Hele de böyle bir dönemde…
Hem kutsal mabedi görmek orada namaz kılıp dua etmek hem de
Kur’an ve sünnette yer bulan mekanda bulunmak, peygamberlerin hayatının geçtiği, vahyin indiği, tarihin merkezinde bulunan bir coğrafyada bulunmak… Duyguların kavramlarla ifadesiyle sınırlı bir izahla maluldür benim için…
Bununla beraber yeni Kudüs Kumbarası kardeşlerimin de bu Kutsal beldeyi ziyaret edip hem manevi hazzı yaşaması hem de Gazze’li Filistinli kardeşlerimize olan desteklerini göstermeleri bizimki gibi hem duygu yoğunluğu hem mutluluk hem huzur hem de zulme karşı mazlumun yanında olmak adına hayırlı ve onurlu bir eylem olacaktır.
Beytülmakdiste namaz kılmak, dua etmek benim için unutulmaz bir haz ve huzur vesilesi oldu. Tekrar tekrar gitmek görmek, bulunmak istediğim bir mekan olduğunu hissettim.
Kudüs dünyanın merkezi vahyin muhatabı ve medeniyetin beşiği bir okul edasıyla bizi eğitmeye talip…
Biz de bu ilahi haz ve huzurun talebesi olmak adına Mevla’ya ram, yola revan olalım…
Kudüs kumbarasının kıymetli bağışçılarına;
Neslin ve özellikle de gençlerin
İlahi kelamda kutsiyeti,
Sünneti Resûl’de ehemmiyeti,
Hayatın ve tarihin seyrinde şehadeti, adaletin ve zulmün pratiğinde nev’i şahsına münhasır bir beldenin ziyareti, muhafazası ve ruhu besleyen ikramından nasiplenmesine vesile olan katkılarınız sizin adınıza mükafatı ali salih amel olacağından şüphe yoktur.

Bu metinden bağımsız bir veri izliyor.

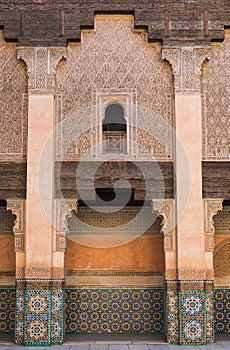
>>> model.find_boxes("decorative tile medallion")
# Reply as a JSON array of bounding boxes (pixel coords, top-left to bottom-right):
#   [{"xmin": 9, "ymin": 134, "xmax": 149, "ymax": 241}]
[
  {"xmin": 51, "ymin": 289, "xmax": 64, "ymax": 344},
  {"xmin": 179, "ymin": 291, "xmax": 206, "ymax": 344},
  {"xmin": 25, "ymin": 290, "xmax": 51, "ymax": 345},
  {"xmin": 214, "ymin": 288, "xmax": 230, "ymax": 333},
  {"xmin": 15, "ymin": 290, "xmax": 25, "ymax": 344},
  {"xmin": 0, "ymin": 288, "xmax": 15, "ymax": 333},
  {"xmin": 166, "ymin": 290, "xmax": 179, "ymax": 344},
  {"xmin": 206, "ymin": 291, "xmax": 214, "ymax": 343},
  {"xmin": 65, "ymin": 288, "xmax": 164, "ymax": 333},
  {"xmin": 15, "ymin": 289, "xmax": 64, "ymax": 345}
]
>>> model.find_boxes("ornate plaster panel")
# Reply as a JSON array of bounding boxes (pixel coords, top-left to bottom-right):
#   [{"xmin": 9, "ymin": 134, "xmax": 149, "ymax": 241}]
[
  {"xmin": 57, "ymin": 16, "xmax": 173, "ymax": 160},
  {"xmin": 202, "ymin": 30, "xmax": 230, "ymax": 160},
  {"xmin": 0, "ymin": 30, "xmax": 27, "ymax": 160}
]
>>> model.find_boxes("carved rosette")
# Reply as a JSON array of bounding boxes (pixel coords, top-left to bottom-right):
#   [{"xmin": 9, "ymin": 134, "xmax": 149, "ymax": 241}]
[
  {"xmin": 162, "ymin": 46, "xmax": 211, "ymax": 94},
  {"xmin": 56, "ymin": 199, "xmax": 78, "ymax": 251},
  {"xmin": 6, "ymin": 199, "xmax": 25, "ymax": 251},
  {"xmin": 204, "ymin": 199, "xmax": 223, "ymax": 252},
  {"xmin": 152, "ymin": 199, "xmax": 175, "ymax": 252},
  {"xmin": 17, "ymin": 47, "xmax": 67, "ymax": 94}
]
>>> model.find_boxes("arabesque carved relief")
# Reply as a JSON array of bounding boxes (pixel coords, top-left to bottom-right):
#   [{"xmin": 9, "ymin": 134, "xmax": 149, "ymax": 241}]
[
  {"xmin": 56, "ymin": 16, "xmax": 173, "ymax": 160},
  {"xmin": 152, "ymin": 199, "xmax": 175, "ymax": 252},
  {"xmin": 7, "ymin": 199, "xmax": 25, "ymax": 251},
  {"xmin": 17, "ymin": 47, "xmax": 66, "ymax": 94},
  {"xmin": 204, "ymin": 199, "xmax": 223, "ymax": 252},
  {"xmin": 162, "ymin": 46, "xmax": 211, "ymax": 94},
  {"xmin": 56, "ymin": 199, "xmax": 78, "ymax": 251},
  {"xmin": 0, "ymin": 30, "xmax": 28, "ymax": 160},
  {"xmin": 202, "ymin": 30, "xmax": 230, "ymax": 160}
]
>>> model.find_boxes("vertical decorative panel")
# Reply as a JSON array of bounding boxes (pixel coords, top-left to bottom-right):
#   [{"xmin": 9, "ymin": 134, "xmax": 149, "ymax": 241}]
[
  {"xmin": 206, "ymin": 291, "xmax": 214, "ymax": 343},
  {"xmin": 51, "ymin": 289, "xmax": 64, "ymax": 344},
  {"xmin": 24, "ymin": 290, "xmax": 51, "ymax": 345},
  {"xmin": 166, "ymin": 290, "xmax": 179, "ymax": 344},
  {"xmin": 214, "ymin": 288, "xmax": 230, "ymax": 333},
  {"xmin": 179, "ymin": 290, "xmax": 206, "ymax": 344},
  {"xmin": 65, "ymin": 288, "xmax": 164, "ymax": 333},
  {"xmin": 0, "ymin": 288, "xmax": 15, "ymax": 333},
  {"xmin": 15, "ymin": 289, "xmax": 25, "ymax": 344}
]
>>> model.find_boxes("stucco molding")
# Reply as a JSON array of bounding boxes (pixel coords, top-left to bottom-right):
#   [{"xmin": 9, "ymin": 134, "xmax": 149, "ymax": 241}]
[
  {"xmin": 17, "ymin": 47, "xmax": 67, "ymax": 94},
  {"xmin": 152, "ymin": 199, "xmax": 175, "ymax": 252},
  {"xmin": 6, "ymin": 199, "xmax": 25, "ymax": 251},
  {"xmin": 162, "ymin": 46, "xmax": 211, "ymax": 94},
  {"xmin": 204, "ymin": 199, "xmax": 223, "ymax": 252}
]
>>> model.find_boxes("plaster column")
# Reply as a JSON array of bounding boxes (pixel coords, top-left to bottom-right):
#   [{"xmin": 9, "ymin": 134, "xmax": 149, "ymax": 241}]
[
  {"xmin": 15, "ymin": 47, "xmax": 65, "ymax": 345},
  {"xmin": 162, "ymin": 46, "xmax": 214, "ymax": 344}
]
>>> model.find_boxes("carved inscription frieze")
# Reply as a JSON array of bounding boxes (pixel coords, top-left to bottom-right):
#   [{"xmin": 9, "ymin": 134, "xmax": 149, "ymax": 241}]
[{"xmin": 56, "ymin": 16, "xmax": 173, "ymax": 160}]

Aynı zamanda Kutsal mabedin bu zamanda savunulması ve korunması adına atılan bir adım olması münasebetiyle de cihat kapsamında hususi bir ikramla mukabele göreceğini düşünmek gerekmektedir.
Herkesin Kudüs için, Aksâ için ve Gazze için elinden geleni yapması ilkesi münasebetiyle maddi, manevi katkıda bulunmak,
Mevla’nın da sonsuz ve sınırsız mükâfatına vesile olmasını celbedecektir.
Allah için çıkılan yolda adım atmanın ibadet olduğu bir sistemde, bağışta bulunmanın önemi ve katkısı eşsiz bir mahiyet arz etmektedir.